Emma and her organization, Vietnam Cat Welfare (vietnamcatwelfare.org), not only houses and treats the city’s population of neglected and sick cats, they work with pet-owners who seek guidance on how to care for their pets, be that a cat or a dog. Owners who show an interest in their pet’s welfare aren’t far from understanding that the pet has emotional needs like their owners. Emma said usually that point doesn’t need to be pushed very hard. “They usually get it.”
Other times, Vietnam Cat Welfare (VCW) has been called to assist owners who deeply understand the importance of their pets and have had it foregrounded in a horrifying, though not uncommon, situation—the abduction of their pet. Sale and trade of dog meat is still more common, Emma said, but the abduction and ransom of the city’s cats is still a risk that area cat owners face. She disclosed that a criminal enterprise of cat trafficking centers around a holding center in Danang. This center feeds a supply of cats for consumption in Vietnam’s northern region.

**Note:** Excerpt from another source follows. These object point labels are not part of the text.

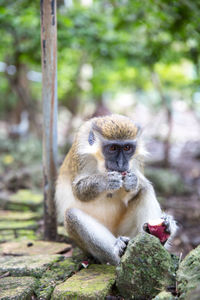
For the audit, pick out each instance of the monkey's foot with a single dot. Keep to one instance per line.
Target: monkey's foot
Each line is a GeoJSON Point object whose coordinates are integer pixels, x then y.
{"type": "Point", "coordinates": [159, 228]}
{"type": "Point", "coordinates": [120, 245]}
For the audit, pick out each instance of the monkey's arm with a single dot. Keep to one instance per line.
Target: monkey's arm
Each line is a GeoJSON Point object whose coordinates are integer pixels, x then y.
{"type": "Point", "coordinates": [93, 237]}
{"type": "Point", "coordinates": [88, 187]}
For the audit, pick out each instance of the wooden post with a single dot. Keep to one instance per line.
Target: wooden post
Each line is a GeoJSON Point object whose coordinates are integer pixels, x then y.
{"type": "Point", "coordinates": [49, 98]}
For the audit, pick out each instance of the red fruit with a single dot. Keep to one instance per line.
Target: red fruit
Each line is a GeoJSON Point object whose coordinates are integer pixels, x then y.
{"type": "Point", "coordinates": [124, 173]}
{"type": "Point", "coordinates": [158, 229]}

Sometimes cats will be taken by traps set up around the city. Other times, they will simply be seized. Vietnam Cat Welfare does not list its address and monitors its facilities with a security camera in part for this reason, Emma said.
Owners whose cats have disappeared sometimes call on VCW to check Danang’s cat detention center and see if their pet has ended up in the trafficking center. “A Vietnamese has to (go and check), not a foreigner,” she said. If a cat belonging to an owner has been caught, Emma said owners may be asked to a pay a fee of around VND500,000, more if the ransomers learn the cat owner is a foreigner.
VCW is organizationally wedded to a feline friendly vegetarian restaurant, Jack’s Cat Café (www.facebook.com/jackscatcafe) in a Hoi An garden. The café is named after Jack, the first cat Emma house and cared for. The cat gave birth to a litter of kittens as she and her husband were developing a reputation for working with felines in need, and Vietnam Cat Welfare was born. The organization started from the most basic knowledge of cat care; Emma gave the first cat the name “Jack” because she thought it was male and didn’t think to check the gender.
Today, VCW works with a network of trained veterinarians to rehabilitate Hoi An’s cats. Their success stories regularly appear on the group’s Facebook page, like the cat named Pongo who was born with no eyes and has been trained to navigate by sound and smell (to find the litter box). Another cat named Creeper was found badly emaciated and biting his own legs. A tailored medicine and therapy regimen brought him to a thriving state.
One post recalls the story a cat formerly cared for at Vietnam Cat Welfare resting on a windowsill in a bucolic countryside. The regal looking, long-haired white cat is named Princess. Emma’s group found the cat tied up and beaten, likely unable to evade them due to her being deaf. Today, she lives with new owners in France.
Currently, VCW cares for about 70 cats. The group takes in about 100 cats annually, Emma estimated, half of which are placed with new owners. Vietnam Cat Welfare is a charity organization that relies on a combination of donations and volunteers to conducts its work. It is in the process of becoming a registered Vietnam charity. It currently holds a charity license from the UK.